Can it be more transparent that the Democrats don't care one way or the other whether Iraq gets a nuclear bomb, whether our militant Islamic enemies become stronger and more determined, or even whether the U.N. tries to put the U.S. in serious danger? They have been about as obvious as they can be that they care only about their domestic power. They would trade the security of America and of the international order for their own domestic power. What difference does it make if America is a second-rate power, intimidated by malignant barbarians, if Democrats can increase taxes to their heart's content?
That's why they have paid no attention whatsoever to Bush's clearly stated objectives, objectives stated since last January, until they woke up at the 11th hour. Even now, their "objections" are motivated only because they noticed that Bush might get some political gain from his sincerely motivated defense initiatives, and for no other reason. Rat b*st*rds!

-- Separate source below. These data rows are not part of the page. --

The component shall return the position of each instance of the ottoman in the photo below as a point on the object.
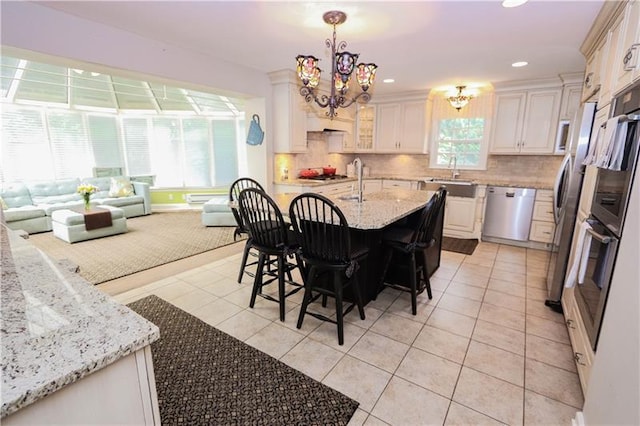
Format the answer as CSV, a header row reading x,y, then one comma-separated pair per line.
x,y
69,225
216,212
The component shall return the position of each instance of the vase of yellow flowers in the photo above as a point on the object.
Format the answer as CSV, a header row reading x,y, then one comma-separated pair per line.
x,y
86,190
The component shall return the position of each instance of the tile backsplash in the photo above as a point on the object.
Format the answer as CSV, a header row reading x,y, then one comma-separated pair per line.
x,y
539,170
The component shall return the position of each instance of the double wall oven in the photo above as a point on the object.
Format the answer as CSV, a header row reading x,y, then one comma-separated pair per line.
x,y
608,211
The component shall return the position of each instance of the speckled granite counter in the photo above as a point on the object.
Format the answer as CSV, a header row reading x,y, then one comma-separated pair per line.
x,y
55,327
377,211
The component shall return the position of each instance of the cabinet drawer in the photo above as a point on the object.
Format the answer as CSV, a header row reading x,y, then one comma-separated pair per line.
x,y
544,195
543,211
541,231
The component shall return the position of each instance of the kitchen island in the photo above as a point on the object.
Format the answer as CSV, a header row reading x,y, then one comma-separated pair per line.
x,y
70,354
368,219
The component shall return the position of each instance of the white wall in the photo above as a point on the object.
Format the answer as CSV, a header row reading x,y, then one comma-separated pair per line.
x,y
38,31
613,396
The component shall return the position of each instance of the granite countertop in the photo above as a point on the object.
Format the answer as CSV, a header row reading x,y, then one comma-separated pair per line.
x,y
55,327
377,211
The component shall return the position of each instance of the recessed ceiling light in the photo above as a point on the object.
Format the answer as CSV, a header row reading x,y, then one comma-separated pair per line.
x,y
513,3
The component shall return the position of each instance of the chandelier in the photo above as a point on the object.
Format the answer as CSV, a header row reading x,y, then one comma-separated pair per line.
x,y
460,99
342,66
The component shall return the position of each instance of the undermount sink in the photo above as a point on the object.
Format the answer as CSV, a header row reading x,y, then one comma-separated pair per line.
x,y
455,188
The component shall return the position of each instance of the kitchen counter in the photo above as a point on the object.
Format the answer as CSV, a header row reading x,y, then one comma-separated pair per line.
x,y
56,328
377,211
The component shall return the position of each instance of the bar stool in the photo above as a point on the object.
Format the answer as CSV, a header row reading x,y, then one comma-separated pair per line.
x,y
407,247
330,259
274,241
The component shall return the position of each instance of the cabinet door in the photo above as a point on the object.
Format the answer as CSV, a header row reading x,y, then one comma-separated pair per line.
x,y
541,118
365,122
628,61
412,133
460,214
388,128
507,123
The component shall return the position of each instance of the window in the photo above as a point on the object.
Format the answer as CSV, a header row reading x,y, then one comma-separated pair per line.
x,y
60,123
463,135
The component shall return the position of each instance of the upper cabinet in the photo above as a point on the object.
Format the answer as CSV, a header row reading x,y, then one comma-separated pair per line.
x,y
525,121
401,127
289,114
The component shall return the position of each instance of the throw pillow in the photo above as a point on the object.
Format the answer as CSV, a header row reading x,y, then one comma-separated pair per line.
x,y
120,187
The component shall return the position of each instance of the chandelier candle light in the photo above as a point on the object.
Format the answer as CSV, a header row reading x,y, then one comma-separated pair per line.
x,y
460,99
342,66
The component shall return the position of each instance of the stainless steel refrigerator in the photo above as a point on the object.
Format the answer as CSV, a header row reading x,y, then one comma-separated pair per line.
x,y
566,196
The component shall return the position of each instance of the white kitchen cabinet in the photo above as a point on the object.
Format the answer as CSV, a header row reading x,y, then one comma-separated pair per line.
x,y
460,214
400,127
290,114
525,122
627,65
365,128
402,184
542,220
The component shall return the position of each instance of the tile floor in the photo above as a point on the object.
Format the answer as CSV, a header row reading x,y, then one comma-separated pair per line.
x,y
484,350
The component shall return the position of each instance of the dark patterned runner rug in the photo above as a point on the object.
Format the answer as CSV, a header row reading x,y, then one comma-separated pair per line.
x,y
459,245
206,377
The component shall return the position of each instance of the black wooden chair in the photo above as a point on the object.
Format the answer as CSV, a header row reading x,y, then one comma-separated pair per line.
x,y
330,258
272,238
405,247
234,191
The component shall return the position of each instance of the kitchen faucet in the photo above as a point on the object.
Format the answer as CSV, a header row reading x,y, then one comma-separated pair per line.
x,y
357,163
454,172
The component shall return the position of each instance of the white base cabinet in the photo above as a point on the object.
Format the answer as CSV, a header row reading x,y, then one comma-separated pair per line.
x,y
121,393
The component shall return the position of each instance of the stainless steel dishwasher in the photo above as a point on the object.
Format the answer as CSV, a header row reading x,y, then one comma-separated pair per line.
x,y
508,213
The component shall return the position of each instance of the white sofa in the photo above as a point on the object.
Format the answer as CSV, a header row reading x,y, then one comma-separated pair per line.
x,y
28,206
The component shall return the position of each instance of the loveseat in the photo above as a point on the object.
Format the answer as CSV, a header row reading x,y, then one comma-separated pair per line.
x,y
28,206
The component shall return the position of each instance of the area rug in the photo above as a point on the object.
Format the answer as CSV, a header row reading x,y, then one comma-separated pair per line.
x,y
152,240
459,245
206,377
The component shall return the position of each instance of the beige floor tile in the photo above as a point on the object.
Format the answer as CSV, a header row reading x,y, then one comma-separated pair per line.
x,y
513,289
312,358
504,300
243,325
217,311
500,267
540,410
371,315
460,305
327,333
275,340
429,371
495,362
550,352
404,403
193,300
379,351
398,328
502,316
539,309
424,306
452,322
490,396
459,415
548,329
358,380
553,382
465,290
172,291
442,343
501,337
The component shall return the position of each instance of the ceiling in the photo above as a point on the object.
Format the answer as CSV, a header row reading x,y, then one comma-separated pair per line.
x,y
421,44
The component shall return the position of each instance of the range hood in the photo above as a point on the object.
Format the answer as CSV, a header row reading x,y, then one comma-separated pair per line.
x,y
317,123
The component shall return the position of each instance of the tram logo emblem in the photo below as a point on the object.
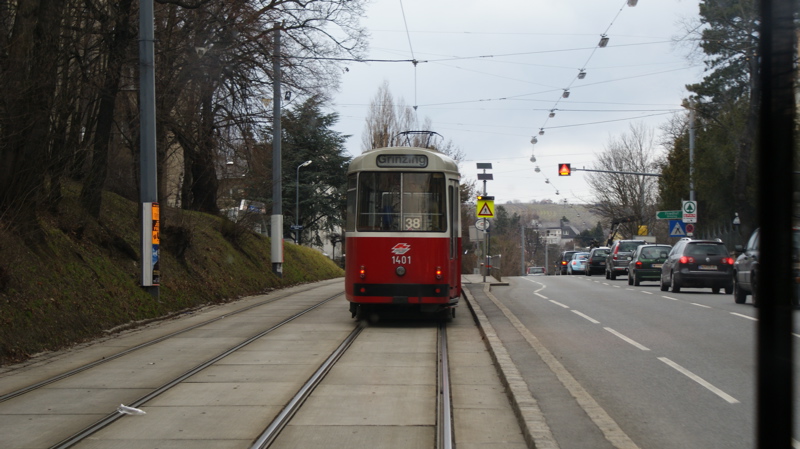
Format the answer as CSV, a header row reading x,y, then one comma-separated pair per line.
x,y
401,248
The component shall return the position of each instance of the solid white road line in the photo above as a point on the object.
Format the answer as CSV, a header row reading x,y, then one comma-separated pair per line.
x,y
730,399
629,340
586,316
611,430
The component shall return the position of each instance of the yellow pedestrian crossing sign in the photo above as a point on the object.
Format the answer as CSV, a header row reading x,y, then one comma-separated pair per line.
x,y
485,207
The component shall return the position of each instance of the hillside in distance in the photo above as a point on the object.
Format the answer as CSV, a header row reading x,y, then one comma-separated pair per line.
x,y
580,216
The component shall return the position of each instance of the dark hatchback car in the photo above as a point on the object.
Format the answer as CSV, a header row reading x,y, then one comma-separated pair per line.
x,y
745,269
597,260
645,263
566,256
617,260
698,263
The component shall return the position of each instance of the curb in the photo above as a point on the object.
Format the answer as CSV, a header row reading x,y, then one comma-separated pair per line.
x,y
530,417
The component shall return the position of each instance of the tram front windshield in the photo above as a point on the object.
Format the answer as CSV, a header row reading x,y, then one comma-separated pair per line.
x,y
390,201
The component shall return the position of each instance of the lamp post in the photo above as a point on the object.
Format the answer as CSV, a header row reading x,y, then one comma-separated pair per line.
x,y
296,226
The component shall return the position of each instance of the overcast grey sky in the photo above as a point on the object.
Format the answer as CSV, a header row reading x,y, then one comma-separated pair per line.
x,y
490,72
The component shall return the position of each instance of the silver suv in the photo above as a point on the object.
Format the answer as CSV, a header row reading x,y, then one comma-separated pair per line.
x,y
617,260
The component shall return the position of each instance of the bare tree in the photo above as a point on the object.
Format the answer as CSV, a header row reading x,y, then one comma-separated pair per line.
x,y
388,118
620,195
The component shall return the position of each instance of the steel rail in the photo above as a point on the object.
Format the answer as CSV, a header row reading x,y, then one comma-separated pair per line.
x,y
94,428
445,416
109,358
273,430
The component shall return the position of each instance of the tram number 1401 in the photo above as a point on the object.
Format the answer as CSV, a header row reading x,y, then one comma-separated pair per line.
x,y
401,260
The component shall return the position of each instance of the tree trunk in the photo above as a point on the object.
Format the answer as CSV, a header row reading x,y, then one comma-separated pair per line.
x,y
31,82
91,194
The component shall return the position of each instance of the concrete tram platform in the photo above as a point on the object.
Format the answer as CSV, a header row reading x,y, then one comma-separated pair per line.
x,y
531,419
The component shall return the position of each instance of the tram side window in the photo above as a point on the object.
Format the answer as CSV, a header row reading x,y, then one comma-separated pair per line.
x,y
350,222
379,201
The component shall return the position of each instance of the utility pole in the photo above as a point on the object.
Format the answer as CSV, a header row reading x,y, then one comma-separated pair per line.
x,y
148,191
485,177
276,222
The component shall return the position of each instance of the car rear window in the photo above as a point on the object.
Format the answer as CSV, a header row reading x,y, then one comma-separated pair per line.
x,y
706,249
655,253
629,246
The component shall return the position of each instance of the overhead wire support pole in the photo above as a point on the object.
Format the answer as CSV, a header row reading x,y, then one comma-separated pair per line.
x,y
276,222
148,189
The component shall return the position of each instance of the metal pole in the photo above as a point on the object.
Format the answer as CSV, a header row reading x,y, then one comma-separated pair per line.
x,y
485,241
148,193
297,228
691,150
297,207
276,231
522,246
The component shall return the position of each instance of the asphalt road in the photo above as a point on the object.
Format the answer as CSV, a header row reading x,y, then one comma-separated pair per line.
x,y
631,366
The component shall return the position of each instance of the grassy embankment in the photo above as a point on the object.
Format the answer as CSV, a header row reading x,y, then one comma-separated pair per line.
x,y
82,281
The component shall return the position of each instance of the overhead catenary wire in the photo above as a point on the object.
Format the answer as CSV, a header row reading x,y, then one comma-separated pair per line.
x,y
580,75
411,47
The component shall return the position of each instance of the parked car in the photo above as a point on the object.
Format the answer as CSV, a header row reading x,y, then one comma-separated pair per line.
x,y
698,263
577,264
617,260
597,260
536,271
745,268
645,263
561,265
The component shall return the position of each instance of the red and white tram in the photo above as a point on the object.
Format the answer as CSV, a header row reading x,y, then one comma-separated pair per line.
x,y
403,236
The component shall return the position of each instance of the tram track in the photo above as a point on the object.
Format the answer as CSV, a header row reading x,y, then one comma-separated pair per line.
x,y
111,418
35,386
444,420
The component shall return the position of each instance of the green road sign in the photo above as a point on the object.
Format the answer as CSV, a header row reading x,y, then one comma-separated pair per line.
x,y
669,215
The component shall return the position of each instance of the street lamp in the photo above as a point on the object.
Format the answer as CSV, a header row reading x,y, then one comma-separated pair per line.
x,y
297,204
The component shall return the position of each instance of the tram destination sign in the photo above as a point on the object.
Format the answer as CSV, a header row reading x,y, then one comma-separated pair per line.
x,y
402,161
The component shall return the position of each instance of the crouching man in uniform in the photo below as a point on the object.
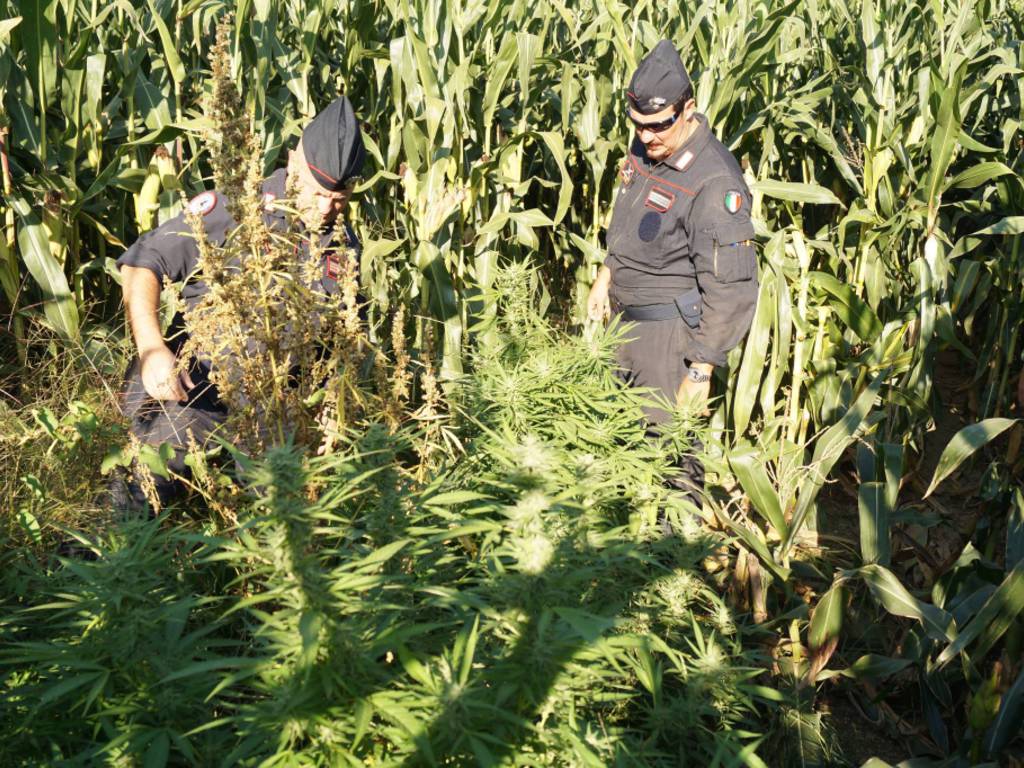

Lest this seem like ranting, just look at this Times article again. The point of this article is to help the Democrats come around gracefully, without looking like they have capitulated opportunistically to the president. That's why the article is about the "debate", as opposed to a more fire-breathing article about Democratic "charges" that Bush's timing is politically motivated. This latter sort of article is what the Times would run if it sensed that Democrats were really serious about opposing Bush, of course. But, like everyone else, the Times can see retreat when it's happening, so we have this article instead. But even this article doesn't pretend the Democrats have real geopolitical concerns. Even this article, printed by their most influential cheerleader, doesn't pretend the Democrats care about anything other than their own domestic political fortunes. And why not? The Democrats don't care about anything else.
This is as plain a demonstration of the Democrats' duplicity and indifference to the strength of the United States as we have seen in in a generation. Yet, we hear relatively little about this. Why?
Yes, I know, because the press agrees with the Democrats about these matters. But what about our side?
What about the slow-witted, flat-footed congressional Republicans? Why aren't they using this opportunity to pound this point home? Now? With attention focussed on the Congress closely, even the press couldn't ignore pointed Republican remarks. So where is Trent Lott, pointing out unmercifully the Democrats' plain opportunism? Why isn't he appearing on television as I write, castigating Democrats for their feckless cynicism? Does anyone think that if the tables were turned Daschle would show any of the hapless Republican tendency to chivalry?
Not to put too fine a point on it, but the Democrats can only let our country be fatally weakened if we let them. It would be nice, then, if the Republicans took the opportunity to win for once, instead of letting the Democrats escape to pretend they were always on the winning side after all.
Dems don't give a fig about war with Iraq, EXCEPT as it affects their political aspirations.
Dems don't give a sh*t about the country, only about their power. Period.